Notes de traduction :

  1. M. Lachman raisonne comme un américain pour qui la planche à billet tourne sans arrêt. J’ai eu la chance de visiter, en octobre 2012, le musée de la société Crane à Dalton dans le Massachusetts. Depuis 1879, cette société est le fournisseur exclusif du papier servant à imprimer le dollar pour le Bureau of Engraving and Printing à Washington. Mon guide était un vieux monsieur de quatre-vingt ans qui a travaillé toute sa vie pour cette société. Jusqu’au 15 août 1971 quand le président Richard Nixon mit fin à la convertibilité du dollar avec l’once d’or, les horaires de travail dans sa société étaient ceux pépères de fonctionnaires. Puis, l’inflation aidant, les commandes ont afflué au point que l’usine travaille nuit et jour ! La dette a doublé sous le double mandat de George Walker Bush – de quatre à huit trillions de dollars – et doublé encore pour le seul premier mandat de Barack Hussein Obama.

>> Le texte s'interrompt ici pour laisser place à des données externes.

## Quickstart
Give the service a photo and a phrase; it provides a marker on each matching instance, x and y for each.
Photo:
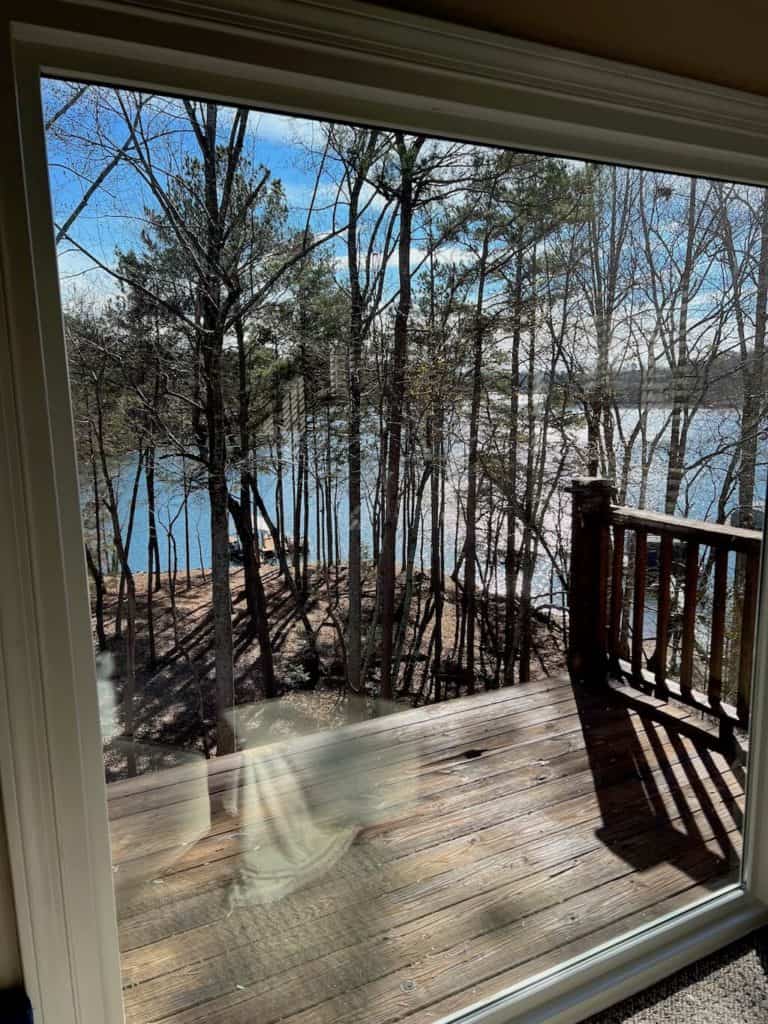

  2. L’austérité a bon dos ! Cet éditorial erroné du Wall Street Journal va plaire à tous nos politiques lassés de l’austérité imposée par Bruxelles et Frankfort. Mais de quelle austérité parle-t-on lorsqu’aucune réduction de dépenses publiques n’a encore été votée par le parlement français ? L’auteur préconise la potion keynésienne dont l’Amérique ne cesse de se gaver. Je vous invite à relire l’article de Simeon Djankov, l’ancien ministre des finances de la Bulgarie, publié par le même journal le 18 avril 2013. J’ai traduit son article. Djankov démonte la thèse erronée des cigales. C’est en réduisant drastiquement les dépenses publiques, les impôts, le code du travail et l’État-providence en général que l’Europe renouera avec la croissance. C’est ce que fait avec succès le gouvernement conservateur de David Cameron. La croissance est saine au Royaume-Uni, malsaine aux États-Unis qui bénéficie du droit de seigneuriage du dollar depuis la conférence de Bretton Woods en juillet 1944.